Nuevo hotel de las nostalgias. Óscar Hahn. Lima: Lustra Editores. 2016. 46 pages.
Venezuelan readers of Óscar Hahn now have within their reach his Antología retroactiva [Retrospective anthology], published in Caracas by Monte Ávila Editores in 1998. As the title suggests, the collection begins with Versos robados [Stolen verses] (1995) and ends at Arte de morir [Art of dying] (1977). These are the limits, at least in publishing terms, of our access to the works of the Chilean poet. I highlight this because we’re so accustomed to substitutions: books that pass from “athlete to athlete” like cylindrical tubes from the Olympic Games.

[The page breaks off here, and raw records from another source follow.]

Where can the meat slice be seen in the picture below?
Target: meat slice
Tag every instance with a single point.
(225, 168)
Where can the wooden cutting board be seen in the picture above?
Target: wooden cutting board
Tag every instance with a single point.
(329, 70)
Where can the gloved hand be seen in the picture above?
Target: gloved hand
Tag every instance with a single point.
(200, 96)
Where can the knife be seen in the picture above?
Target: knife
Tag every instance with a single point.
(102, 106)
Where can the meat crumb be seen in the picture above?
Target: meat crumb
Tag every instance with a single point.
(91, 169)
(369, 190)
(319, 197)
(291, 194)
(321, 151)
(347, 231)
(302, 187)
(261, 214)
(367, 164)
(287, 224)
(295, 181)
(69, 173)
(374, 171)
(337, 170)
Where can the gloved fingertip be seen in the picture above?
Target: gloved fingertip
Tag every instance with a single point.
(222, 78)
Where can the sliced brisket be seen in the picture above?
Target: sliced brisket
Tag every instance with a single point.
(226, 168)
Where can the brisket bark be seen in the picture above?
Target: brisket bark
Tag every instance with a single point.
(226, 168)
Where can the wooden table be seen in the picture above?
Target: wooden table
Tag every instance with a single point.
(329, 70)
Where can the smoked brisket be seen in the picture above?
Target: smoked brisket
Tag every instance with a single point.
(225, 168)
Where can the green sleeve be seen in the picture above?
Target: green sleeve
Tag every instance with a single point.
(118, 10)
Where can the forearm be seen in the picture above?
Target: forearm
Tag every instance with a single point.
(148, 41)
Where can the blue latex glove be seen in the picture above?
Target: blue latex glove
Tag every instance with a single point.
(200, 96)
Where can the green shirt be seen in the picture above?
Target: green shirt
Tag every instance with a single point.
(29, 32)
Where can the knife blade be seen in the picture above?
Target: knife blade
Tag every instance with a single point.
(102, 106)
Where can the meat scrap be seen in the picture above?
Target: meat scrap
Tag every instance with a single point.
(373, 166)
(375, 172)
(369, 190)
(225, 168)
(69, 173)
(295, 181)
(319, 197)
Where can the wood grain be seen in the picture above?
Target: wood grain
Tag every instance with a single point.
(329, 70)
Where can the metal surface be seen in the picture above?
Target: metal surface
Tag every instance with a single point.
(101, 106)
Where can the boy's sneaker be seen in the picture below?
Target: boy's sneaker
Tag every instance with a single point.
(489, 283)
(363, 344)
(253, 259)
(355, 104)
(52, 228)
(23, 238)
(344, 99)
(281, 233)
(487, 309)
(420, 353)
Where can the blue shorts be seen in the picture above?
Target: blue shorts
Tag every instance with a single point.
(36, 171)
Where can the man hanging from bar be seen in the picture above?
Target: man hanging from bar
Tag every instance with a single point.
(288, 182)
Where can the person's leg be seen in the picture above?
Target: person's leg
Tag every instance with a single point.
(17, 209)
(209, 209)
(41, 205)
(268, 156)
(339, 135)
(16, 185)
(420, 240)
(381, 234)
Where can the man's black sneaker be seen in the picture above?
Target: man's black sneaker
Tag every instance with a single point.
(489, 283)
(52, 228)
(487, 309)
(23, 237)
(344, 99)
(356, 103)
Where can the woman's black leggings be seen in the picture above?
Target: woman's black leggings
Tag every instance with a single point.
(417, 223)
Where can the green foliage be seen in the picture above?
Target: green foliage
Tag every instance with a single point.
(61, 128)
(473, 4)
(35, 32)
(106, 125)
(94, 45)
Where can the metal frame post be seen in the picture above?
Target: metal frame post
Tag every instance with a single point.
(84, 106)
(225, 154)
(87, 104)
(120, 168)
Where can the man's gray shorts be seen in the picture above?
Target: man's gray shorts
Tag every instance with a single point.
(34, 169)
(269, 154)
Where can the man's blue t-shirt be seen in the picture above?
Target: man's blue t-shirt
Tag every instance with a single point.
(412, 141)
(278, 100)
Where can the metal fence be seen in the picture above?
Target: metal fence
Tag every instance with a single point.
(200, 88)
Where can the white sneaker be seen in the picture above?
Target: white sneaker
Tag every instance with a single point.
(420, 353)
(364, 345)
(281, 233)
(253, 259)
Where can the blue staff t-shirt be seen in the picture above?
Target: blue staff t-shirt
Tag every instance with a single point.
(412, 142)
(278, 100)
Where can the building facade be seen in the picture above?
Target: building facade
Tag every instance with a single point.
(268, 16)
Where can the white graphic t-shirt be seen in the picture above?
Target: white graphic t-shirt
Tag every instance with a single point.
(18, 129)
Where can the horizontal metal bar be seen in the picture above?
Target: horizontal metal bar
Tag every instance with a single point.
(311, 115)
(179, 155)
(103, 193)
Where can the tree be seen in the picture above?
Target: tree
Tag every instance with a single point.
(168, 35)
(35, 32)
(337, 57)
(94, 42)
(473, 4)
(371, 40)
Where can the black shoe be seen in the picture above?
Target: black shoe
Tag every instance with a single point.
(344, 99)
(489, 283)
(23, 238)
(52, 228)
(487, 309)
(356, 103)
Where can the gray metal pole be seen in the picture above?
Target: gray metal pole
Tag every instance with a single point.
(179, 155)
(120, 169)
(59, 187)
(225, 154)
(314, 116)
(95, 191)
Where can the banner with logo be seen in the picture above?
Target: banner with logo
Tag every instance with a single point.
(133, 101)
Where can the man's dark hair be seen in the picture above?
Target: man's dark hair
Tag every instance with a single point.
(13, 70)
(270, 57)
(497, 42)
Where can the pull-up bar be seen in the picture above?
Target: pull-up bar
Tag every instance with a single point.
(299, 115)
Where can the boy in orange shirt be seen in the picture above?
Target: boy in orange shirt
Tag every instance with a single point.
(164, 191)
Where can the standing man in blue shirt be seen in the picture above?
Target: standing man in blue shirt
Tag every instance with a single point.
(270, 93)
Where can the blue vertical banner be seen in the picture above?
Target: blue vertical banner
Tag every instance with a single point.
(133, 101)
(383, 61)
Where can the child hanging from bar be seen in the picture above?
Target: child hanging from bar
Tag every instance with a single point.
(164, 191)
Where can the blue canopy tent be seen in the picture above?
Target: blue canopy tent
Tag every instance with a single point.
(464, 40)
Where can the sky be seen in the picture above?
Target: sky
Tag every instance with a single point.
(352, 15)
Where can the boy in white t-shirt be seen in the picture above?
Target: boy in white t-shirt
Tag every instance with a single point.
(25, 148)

That’s how the recent anthology of Hahn, El nuevo hotel de las nostalgias [The new hotel of nostalgias] (Lustra Ediciones, Lima, 2016). arrived in my hands.
Following the trail back through several electronic passageways, I realize that there already existed a precedent in the Peruvian press itself (Hotel de las nostalgias [Hotel of nostalgias], 2007). I don’t have access, obviously, to that publication, but what I do notice is the inclusion of poems selected from three books published after 2007: Pena de vida [Pity of life] (2008), La primera oscuridad [The first darkness] (2011), and Espejos comunicantes [Communicating mirrors] (2015).

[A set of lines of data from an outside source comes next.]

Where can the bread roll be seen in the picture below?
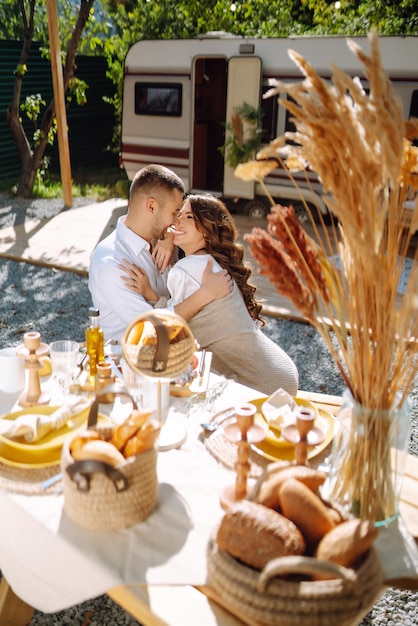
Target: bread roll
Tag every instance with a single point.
(79, 442)
(255, 534)
(269, 492)
(144, 439)
(135, 333)
(347, 542)
(299, 504)
(99, 450)
(123, 432)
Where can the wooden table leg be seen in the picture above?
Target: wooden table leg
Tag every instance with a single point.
(13, 611)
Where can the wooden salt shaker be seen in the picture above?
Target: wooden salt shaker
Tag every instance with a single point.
(242, 432)
(298, 434)
(32, 350)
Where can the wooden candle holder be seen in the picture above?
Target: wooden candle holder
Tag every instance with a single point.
(32, 350)
(303, 434)
(242, 432)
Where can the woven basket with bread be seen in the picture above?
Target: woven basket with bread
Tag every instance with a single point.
(159, 344)
(110, 473)
(284, 557)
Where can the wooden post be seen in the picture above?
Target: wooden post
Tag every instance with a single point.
(59, 99)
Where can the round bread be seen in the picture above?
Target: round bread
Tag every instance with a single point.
(144, 439)
(347, 542)
(99, 450)
(269, 492)
(255, 534)
(299, 504)
(80, 441)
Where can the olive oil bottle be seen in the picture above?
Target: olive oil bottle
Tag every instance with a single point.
(94, 343)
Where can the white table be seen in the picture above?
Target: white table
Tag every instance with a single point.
(51, 564)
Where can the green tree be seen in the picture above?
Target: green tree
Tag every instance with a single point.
(33, 20)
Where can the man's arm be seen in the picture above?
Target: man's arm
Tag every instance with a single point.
(214, 286)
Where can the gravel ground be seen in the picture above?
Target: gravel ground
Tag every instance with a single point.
(55, 303)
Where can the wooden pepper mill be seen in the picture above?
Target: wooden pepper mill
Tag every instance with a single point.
(32, 350)
(243, 432)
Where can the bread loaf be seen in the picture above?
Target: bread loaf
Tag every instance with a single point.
(299, 504)
(79, 442)
(143, 440)
(269, 492)
(347, 542)
(255, 534)
(99, 450)
(123, 432)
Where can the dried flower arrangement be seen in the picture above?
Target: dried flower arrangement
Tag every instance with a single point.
(360, 147)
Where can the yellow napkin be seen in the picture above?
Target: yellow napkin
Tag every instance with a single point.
(34, 427)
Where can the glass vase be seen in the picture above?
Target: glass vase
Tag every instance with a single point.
(368, 459)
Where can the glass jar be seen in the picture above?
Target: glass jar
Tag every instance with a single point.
(368, 459)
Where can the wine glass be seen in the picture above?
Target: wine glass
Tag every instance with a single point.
(64, 356)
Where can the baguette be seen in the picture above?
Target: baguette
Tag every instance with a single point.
(255, 534)
(269, 492)
(306, 509)
(347, 542)
(123, 432)
(99, 450)
(144, 439)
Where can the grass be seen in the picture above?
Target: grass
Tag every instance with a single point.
(99, 184)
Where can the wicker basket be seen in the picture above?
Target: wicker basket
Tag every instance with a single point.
(164, 359)
(100, 497)
(263, 598)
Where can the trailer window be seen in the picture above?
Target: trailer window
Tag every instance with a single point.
(413, 111)
(269, 108)
(158, 99)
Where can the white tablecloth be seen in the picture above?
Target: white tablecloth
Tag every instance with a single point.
(52, 564)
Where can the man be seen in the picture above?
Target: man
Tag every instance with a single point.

Although deliberately brief, Nuevo hotel de las nostalgias gives us a chronological map of both territorial extremes of Hahn’s trajectory. This fact is materialized in the poem “Soy una piedra lanzada de canto” [I am a stone thrown edgewise], which belongs to her first book, Esta rosa negra [This black rose] (1961). More than an anthology, what we have here is an abbreviated album, intended for Latin American readers or to satisfy immediate necessities as an editorial aperitif at poetry festivals. In the end, it doesn’t matter what intentions he considered: what matters is the very map of his creations, the possibility of approaching one of the most resounding voices of contemporary Hispanic America.
The most interesting part of this offering is the absence of divisions that allude to the belonging of one book or another. The reader will appreciate it, poem after poem, as a single volume, coming to know the possible evolutions or formal or thematic constants. Only the index offers chronological shelves. This stylized collection from Lustra, with a limited release and a sober blue design, bears on its back cover an laudatory phrase from his countryman Jorge Edwards: “Óscar Hahn is one of the very few living poets of our language who has a truly poetic way of thinking.” This expression, which at first sight might seem grandiloquent, a helpful hook for clumsy readers, has an origin that Luis Cernuda defined in his well known book Estudios sobre poesía española contemporánea, while looking for a clear differentiation between intention and execution: “In the poet’s work, intention and execution coincide; now, and whether it should hit the mark or go awry is another concern. We could say that Garcilaso got close and Espronceda missed the target; what we couldn’t say is that Garcilaso and Espronceda intended something different from what they executed.”
Óscar Hahn, given his well known and express devotion for the Hispanic classics, had surely considered this differentiation. For this reason, I believe that this “poetic way of thinking”which Edwards mentions could also have something to do with Cernuda and his double exercise. It could be a political way of thinking, perhaps, those clear intentions to confront the poem, the capacity to decide, to choose the best possible resources. Edwards was not speaking in disproportions: he didn’t say “one of the best living poets in our language,” but one of those who has “a truly poetic way of thinking.” Pensamiento político could be related to a poetic in itself or a privileged place in the continental literary canon. Does it put itself down for intimate craftsmanship, in the creative labors within a study room? At least that’s what Hahn himself has said in several interviews: “What I sustain is that I could never have the problem of the blank page, due to the simple fact that I never place myself before the page, unless I already know the exact words that I will write.” This poetic way of thinking could be better summarized in a few of the final lines of the poem “Todas las cosas se deslizan” [All the things slide]: “…I think about things / that don’t see through to the background.”
Hahn opts for legibility, for explicit closeness without excessive walls. What he decides to add—from the established references to tradition to the gestures and phrases usually employed in colloquial acts—is already coupled with the verses, which consciously omit some normative aspects of grammar. Nothing or almost nothing is discarded a priori. The succession of verses follows an intermittent and spontaneous route, even in metric structures that are apparently stable and invariable in their forms (like the sonnet and the lira). Hahn sees the past as an archaeological dig. What he catalogues as highbrow or academic is placed together with a certain impertinence and liberty to employ certain romantic and mortuary themes (“Death is a good mistress / when she talks into her ear and then retires”).
It’s risky to evaluate Nuevo hotel de las nostalgias as if we had the most defining and definitive sense of Óscar Hahn. Like any body of work, we must observe his work in transit, in its movements, which are not always possible to intuit. Perhaps it was meant to be read in a quick circulation with almost seventy years of history. It’s uncanny to turn every page and pass through decades of writing. On one page we’re in 1961, on the next in ‘77, and so on and so on.